A dificuldade para identificar doenças raras e a importância de reconhecer precocemente sinais que podem indicar essas condições estão entre os temas de um encontro científico promovido pelo XY Diagnose Laboratório de Genética, nesta quinta-feira (27), em Campos dos Goytacazes. O evento acontece no auditório da Sociedade Fluminense de Medicina e Cirurgia (SFMC), com participação de médicos, pesquisadores e estudantes. A programação tem como palestrantes o médico geneticista Dr. Isaías Soares Paiva e a bióloga geneticista Dra. Patrícia Damasceno. A proposta é discutir desde a identificação de características que podem levar à suspeita de uma doença rara até o papel da investigação genética na definição do diagnóstico.
Com o tema “Doenças raras: reconhecer para diagnosticar mais cedo”, Dr. Isaías Soares Paiva aborda a dimensão dessas condições e os obstáculos enfrentados por pacientes até a obtenção de um diagnóstico. Embora sejam consideradas pouco frequentes individualmente, as doenças raras representam um desafio significativo para a Medicina.
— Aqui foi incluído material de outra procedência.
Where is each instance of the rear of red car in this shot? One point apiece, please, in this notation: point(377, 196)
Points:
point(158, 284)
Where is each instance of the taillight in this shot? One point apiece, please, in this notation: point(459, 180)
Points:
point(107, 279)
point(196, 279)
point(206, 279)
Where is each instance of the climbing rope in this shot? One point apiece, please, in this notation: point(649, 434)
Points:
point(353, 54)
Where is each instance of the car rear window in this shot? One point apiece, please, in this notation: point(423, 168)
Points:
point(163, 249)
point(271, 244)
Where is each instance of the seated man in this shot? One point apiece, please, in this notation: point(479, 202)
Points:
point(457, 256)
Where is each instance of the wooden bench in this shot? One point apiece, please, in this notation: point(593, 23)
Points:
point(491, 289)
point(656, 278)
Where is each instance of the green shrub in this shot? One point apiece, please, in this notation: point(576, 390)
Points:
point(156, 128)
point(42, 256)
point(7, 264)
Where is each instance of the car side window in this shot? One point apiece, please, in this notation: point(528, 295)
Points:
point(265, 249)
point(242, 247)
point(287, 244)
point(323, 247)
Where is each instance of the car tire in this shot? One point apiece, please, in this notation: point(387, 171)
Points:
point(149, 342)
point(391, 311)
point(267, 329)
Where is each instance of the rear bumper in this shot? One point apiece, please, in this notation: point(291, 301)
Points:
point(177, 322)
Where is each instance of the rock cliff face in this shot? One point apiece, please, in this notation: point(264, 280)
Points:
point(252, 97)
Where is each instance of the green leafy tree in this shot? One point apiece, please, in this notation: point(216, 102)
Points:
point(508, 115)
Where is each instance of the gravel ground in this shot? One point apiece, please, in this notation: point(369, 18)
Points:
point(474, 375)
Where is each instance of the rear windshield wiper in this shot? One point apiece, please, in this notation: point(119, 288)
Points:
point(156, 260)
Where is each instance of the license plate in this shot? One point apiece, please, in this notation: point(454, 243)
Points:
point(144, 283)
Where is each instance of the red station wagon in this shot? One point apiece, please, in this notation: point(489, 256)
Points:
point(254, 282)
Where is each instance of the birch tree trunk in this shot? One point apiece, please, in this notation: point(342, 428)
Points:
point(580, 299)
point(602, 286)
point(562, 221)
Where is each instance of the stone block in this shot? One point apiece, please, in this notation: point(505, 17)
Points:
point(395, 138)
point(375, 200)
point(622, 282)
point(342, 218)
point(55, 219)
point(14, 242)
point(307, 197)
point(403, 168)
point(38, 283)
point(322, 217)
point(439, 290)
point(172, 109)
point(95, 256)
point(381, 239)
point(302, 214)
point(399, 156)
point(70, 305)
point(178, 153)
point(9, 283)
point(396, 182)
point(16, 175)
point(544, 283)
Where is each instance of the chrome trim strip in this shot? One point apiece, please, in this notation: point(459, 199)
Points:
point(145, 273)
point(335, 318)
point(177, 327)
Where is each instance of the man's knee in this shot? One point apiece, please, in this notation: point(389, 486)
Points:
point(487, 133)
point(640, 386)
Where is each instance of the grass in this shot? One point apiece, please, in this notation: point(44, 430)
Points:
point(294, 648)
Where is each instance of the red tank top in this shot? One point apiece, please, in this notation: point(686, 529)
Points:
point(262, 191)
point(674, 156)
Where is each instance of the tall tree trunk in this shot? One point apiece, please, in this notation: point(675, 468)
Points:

De acordo com o especialista, são mais de 8 mil condições conhecidas, que atingem mais de 300 milhões de pessoas no mundo. No Brasil, a estimativa é de que mais de 13 milhões de pessoas convivam com alguma doença rara. Cerca de 80% dos casos têm origem genética.
Um dos principais problemas está justamente no tempo necessário para identificar a doença. A variedade de manifestações clínicas, o conhecimento ainda limitado sobre determinadas condições e as dificuldades de acesso à investigação especializada podem fazer com que o paciente passe por diferentes profissionais e exames antes de chegar ao diagnóstico correto. “Não é preciso conhecer milhares de doenças raras, mas é fundamental saber reconhecer quando o comum não explica o conjunto”, destaca Dr. Isaías. Durante a palestra, serão discutidos o conceito e a dimensão das doenças raras, o cenário brasileiro, os principais obstáculos para o diagnóstico e os sinais clínicos que devem despertar a atenção dos médicos. O encontro também tratará dos impactos do diagnóstico precoce no tratamento, na prevenção de complicações, no prognóstico e no aconselhamento das famílias.
Investigação genética
A participação da bióloga geneticista Dra. Patrícia Damasceno, pesquisadora e responsável técnica pelo laboratório de genética, será dedicada à investigação genética e à busca por diagnósticos mais precisos. Segundo a especialista, a investigação de uma doença rara não começa necessariamente com a realização de um teste genético. A avaliação clínica detalhada e a formulação de uma suspeita diagnóstica consistente são fundamentais para definir quais exames podem ser mais adequados para cada paciente.
“A avaliação clínica detalhada do paciente e a construção de uma suspeita diagnóstica bem fundamentada são etapas fundamentais para direcionar a escolha do teste mais adequado e aumentar a precisão dos resultados”, afirma.
Patrícia Damasceno também ressalta que a investigação genética precisa considerar o paciente de forma individualizada, reunindo informações clínicas para estabelecer uma estratégia diagnóstica. “A proposta é mostrar que a investigação genética vai além da simples solicitação de um teste. É necessário compreender o paciente, reunir informações clínicas e definir a estratégia diagnóstica mais adequada para cada caso”, conclui.
O encontro é voltado a médicos de diferentes especialidades e estudantes de Medicina, com o objetivo de ampliar o conhecimento sobre doenças raras e reforçar a importância da suspeita clínica como primeiro passo para reduzir o tempo até o diagnóstico.